Type II Enteropathy-associated T-cell Lymphoma Features a Unique Genomic Profile with Highly Recurrent SETD2 Alterations

Overview

Journal Nat Commun

Specialty Biology

Date 2016 Sep 8

PMID 27600764

Citations 79

Authors

Annalisa Roberti

Maria Pamela Dobay

Bettina Bisig

David Vallois

Cloe Boechat

Evripidis Lanitis

Brigitte Bouchindhomme

Marie-Cecile Parrens

Celine Bossard

Leticia Quintanilla-Martinez

Edoardo Missiaglia

Philippe Gaulard

Laurence de Leval

Affiliations

Soon will be listed here.

Abstract

Enteropathy-associated T-cell lymphoma (EATL), a rare and aggressive intestinal malignancy of intraepithelial T lymphocytes, comprises two disease variants (EATL-I and EATL-II) differing in clinical characteristics and pathological features.

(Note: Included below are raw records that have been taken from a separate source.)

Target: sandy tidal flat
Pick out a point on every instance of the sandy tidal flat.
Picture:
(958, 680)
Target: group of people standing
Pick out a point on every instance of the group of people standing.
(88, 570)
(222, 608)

Here we report findings derived from whole-exome sequencing of 15 EATL-II tumour-normal tissue pairs. The tumour suppressor gene SETD2 encoding a non-redundant H3K36-specific trimethyltransferase is altered in 14/15 cases (93%), mainly by loss-of-function mutations and/or loss of the corresponding locus (3p21.31). These alterations consistently correlate with defective H3K36 trimethylation. The JAK/STAT pathway comprises recurrent STAT5B (60%), JAK3 (46%) and SH2B3 (20%) mutations, including a STAT5B V712E activating variant. In addition, frequent mutations in TP53, BRAF and KRAS are observed. Conversely, in EATL-I, no SETD2, STAT5B or JAK3 mutations are found, and H3K36 trimethylation is preserved. This study describes SETD2 inactivation as EATL-II molecular hallmark, supports EATL-I and -II being two distinct entities, and defines potential new targets for therapeutic intervention.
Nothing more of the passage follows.